Need to be able to safely cleanup local content #3479

Closed
rkfg opened this issue Jul 3, 2018 · 18 comments
Closed

Need to be able to safely cleanup local content #3479

rkfg opened this issue Jul 3, 2018 · 18 comments

Comments

@rkfg
Copy link
Contributor

rkfg commented Jul 3, 2018

Not the caches, the content itself. People sometimes upload big files like videos or highres photos and they stay in the storage forever. Currently there's no way to find these files and delete them after some time safely. The problem is that avatars (for example) are also stored in the same storage and just deleting everything older than N days would effectively purge every user and room avatar if they're set a while ago. I also noticed that purging history with the API doesn't delete the media attached to the purged events. In the end the storage would grow indefinitely which is quite a problem.

So I would like those files to be removed if no events use them (including the forwarded ones), that's how it should be. I know that redacting doesn't actually remove the content from the database just yet but it's unreachable and the media should be too.

But also I'd like to be able to remove media using some criteria like date range and file size and be sure that it doesn't break anything.

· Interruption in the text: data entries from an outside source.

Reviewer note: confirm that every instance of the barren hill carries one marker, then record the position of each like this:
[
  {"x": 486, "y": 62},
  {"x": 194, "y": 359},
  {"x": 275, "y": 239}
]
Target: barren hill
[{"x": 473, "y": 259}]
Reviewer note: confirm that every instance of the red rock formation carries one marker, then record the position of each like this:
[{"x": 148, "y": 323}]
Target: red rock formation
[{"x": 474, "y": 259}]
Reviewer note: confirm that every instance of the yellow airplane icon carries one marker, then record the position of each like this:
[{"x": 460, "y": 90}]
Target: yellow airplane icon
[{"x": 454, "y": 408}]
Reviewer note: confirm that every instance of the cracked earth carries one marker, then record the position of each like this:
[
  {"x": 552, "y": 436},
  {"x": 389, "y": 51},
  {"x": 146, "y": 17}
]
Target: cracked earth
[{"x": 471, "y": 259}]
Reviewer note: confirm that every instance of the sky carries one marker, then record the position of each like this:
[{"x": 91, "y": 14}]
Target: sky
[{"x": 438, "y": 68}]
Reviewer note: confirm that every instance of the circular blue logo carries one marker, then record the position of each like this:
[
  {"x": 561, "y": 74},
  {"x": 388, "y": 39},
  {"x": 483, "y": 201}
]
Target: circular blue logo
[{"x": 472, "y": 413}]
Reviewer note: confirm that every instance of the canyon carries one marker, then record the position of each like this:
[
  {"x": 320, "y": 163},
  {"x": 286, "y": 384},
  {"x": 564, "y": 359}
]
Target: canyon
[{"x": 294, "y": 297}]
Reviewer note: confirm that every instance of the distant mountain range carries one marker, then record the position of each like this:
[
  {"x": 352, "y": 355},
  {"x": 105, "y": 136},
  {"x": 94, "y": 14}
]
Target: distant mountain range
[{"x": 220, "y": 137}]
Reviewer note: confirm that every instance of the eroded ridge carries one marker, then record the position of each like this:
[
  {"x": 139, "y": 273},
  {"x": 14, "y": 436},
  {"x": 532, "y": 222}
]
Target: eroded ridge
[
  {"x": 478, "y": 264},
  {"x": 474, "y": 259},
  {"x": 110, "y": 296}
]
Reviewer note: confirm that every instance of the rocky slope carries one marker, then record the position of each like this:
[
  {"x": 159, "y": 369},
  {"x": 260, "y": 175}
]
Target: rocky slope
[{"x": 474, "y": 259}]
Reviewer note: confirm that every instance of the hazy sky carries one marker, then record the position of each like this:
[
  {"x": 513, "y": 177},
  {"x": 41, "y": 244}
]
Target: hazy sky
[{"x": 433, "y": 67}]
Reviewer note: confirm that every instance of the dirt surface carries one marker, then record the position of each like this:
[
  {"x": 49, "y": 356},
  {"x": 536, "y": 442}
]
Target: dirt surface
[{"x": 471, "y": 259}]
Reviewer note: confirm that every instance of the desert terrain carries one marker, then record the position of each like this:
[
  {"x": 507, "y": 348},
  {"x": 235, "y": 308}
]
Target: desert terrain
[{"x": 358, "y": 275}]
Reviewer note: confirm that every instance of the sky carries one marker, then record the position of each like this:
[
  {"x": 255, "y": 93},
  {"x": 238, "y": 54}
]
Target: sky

Sure, easy find -size ... -delete would do but this really should be managed by synapse itself.

@rednerd
Copy link

rednerd commented Jul 10, 2018

I think the way to solve this right now is to delete files older than X days and larger than Y bytes (e.g. find /var/lib/matrix-synapse/media -size +50M -mtime +365). I have the same issue because my private homeserver on a tiny 10GB VPS is 3/4 full of videos of kids. I've used this method to clean up some files and it just results in a blank message in Riot from what I can see. (I can't get the purge API to actually purge, but that's a separate issue)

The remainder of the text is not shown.